It’s bad news for those hoping for the Bakerloo Line extension from Elephant & Castle to Lewisham as TfL’s submission for funding from central government excludes the project.
They state the organisation are “being realistic about what is affordable over the next decade”. At best the project wasn’t due to open until 2030. Now it will be later.
This throws many housing plans into doubt as well as plans to alleviate overcrowding on Southeastern rail for the next 10+ years.
A tower rising at this very moment beside Lewisham station has a new station entrance included for a future Bakerloo Line station.
This doesn’t only impact the Old Kent Road and Lewisham – but all towns served by rail lines through Lewisham. It was supposed to alleviate Southeastern routes serving towns such as Sidcup, Kidbroke, Eltham and Charlton. By 2030 Charlton should be well on its way to seeing 8,000 new homes in the town’s new masterplan.
An extension to Camberwell from the current terminal at Elephant & Castle was featured on transport maps as early as the 1930s before cancellation, and now almost 90 years on history looks to be repeating. Signs showing an extension existed in Warwick Avenue station platform into the 1990s. Maps from the 1930s featured an extension:
In recent years a number of towers and large developments to cater for London’s growing population have been approved along the Old Kent Road, with 7,942 homes approved since 2015 and more coming thick and fast.
The line and housing is supposed to assist with population growth. In 2015 London surpassed its previous population peak of 8.6 million seen in 1939 – and is growing by 1 million people per decade. The estimate is now up to 9+ million people.
England and London lagging
This latest delay is yet another example of painfully slow progress on infrastructure in London and the UK to cater for increasing numbers of people. Well, England to be more specific. Now Scotland is devolved, electrification of rail and opening of new lines – such as the Border Line – are racing ahead of similar English plans under the control of Whitehall.
Despite heavy lobbying, it’s almost 10 years since Network Rail recommended extending the Bakerloo line.

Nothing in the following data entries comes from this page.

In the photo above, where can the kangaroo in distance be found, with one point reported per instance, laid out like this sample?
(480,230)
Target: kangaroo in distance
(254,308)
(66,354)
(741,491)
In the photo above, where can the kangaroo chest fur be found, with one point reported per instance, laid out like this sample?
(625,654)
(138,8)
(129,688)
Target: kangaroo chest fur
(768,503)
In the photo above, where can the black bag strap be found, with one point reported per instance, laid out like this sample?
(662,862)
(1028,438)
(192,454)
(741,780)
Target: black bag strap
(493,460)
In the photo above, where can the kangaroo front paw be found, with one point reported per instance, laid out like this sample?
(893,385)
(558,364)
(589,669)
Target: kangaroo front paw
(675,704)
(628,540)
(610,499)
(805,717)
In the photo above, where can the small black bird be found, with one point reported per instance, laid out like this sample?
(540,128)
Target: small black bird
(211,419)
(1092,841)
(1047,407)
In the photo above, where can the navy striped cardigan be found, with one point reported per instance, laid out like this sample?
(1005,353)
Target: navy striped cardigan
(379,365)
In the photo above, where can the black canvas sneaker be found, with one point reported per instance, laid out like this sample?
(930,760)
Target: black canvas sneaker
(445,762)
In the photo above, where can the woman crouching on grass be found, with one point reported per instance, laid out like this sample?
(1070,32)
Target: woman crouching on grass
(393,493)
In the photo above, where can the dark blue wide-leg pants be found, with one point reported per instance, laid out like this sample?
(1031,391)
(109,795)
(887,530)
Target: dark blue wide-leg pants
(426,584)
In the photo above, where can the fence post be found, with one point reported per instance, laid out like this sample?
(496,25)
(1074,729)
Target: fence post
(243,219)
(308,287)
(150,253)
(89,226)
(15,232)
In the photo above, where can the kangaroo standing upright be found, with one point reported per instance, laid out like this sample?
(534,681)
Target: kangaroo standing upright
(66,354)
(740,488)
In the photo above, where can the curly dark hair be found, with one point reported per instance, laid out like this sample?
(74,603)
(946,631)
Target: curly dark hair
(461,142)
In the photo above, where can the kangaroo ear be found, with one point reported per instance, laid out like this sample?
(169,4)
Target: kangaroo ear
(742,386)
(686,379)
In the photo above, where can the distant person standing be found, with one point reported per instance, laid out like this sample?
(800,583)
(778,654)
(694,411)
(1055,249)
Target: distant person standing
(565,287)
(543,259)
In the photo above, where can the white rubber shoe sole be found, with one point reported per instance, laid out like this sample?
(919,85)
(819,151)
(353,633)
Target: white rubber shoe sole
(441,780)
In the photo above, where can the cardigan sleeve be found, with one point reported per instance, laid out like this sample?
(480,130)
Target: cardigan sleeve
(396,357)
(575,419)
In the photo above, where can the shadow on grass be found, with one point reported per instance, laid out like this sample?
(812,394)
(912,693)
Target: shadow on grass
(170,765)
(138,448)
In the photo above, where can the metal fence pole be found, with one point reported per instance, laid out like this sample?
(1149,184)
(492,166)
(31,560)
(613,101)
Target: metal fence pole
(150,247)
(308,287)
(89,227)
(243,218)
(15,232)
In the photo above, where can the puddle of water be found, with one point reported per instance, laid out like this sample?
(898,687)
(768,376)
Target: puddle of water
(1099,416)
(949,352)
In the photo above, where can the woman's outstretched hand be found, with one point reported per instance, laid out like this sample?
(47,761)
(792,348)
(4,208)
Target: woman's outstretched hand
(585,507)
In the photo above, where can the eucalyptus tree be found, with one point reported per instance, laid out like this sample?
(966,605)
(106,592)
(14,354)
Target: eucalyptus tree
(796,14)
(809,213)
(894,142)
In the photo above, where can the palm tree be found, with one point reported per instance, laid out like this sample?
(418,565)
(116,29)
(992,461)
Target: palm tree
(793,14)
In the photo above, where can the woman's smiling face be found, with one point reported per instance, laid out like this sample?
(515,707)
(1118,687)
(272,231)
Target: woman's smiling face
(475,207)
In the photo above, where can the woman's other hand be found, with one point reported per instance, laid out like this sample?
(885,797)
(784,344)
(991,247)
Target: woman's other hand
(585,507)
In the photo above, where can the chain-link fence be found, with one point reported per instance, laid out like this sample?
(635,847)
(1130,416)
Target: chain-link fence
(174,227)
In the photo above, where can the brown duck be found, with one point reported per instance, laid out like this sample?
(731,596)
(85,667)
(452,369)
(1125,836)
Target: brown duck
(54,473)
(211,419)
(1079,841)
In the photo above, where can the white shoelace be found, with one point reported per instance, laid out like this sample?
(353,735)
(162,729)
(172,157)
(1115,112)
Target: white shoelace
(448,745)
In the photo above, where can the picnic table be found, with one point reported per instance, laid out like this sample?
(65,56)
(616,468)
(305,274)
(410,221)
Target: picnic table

Years of consultations produced a final route:
Residents were already likely to move in with no transport improvement for half a decade – and now that looks indefinite. Here’s a list of some major plots:
Cantium was approved in March 2019 and features 1,113 homes, including 237 at social rent level.
Ruby Triangle includes 2,100 homes with the latest plot approved in June this year.
Southernwood Retail Park: 724 homes approved in June 2019 opposite Burgess Park on retail barns and parking. Plans include a cinema. Developed by Glasgow City Council for the Strathclyde Pension Fund.
Malt Street: 1,300 homes approved in a development by Berkeley Homes.
London Square: 406 homes on the former site of Crosse and Blackwell factory in the Rich Industrial Estate
Carpetright: 260 homes approved June 2020
TfL state they seek to protect planned sites – which could see major plots lay empty for up to a decade.
At New Cross a long running argument between Sainsburys and TfL has ensued as to station location. Sainsburys proposed and withdrew plans. What now?
A further delay now leaves two scenarios; either developers pull the plug which does little for housing problems, or they proceed and existing limited transport options prove inadequate with resulting overcrowding and congestion.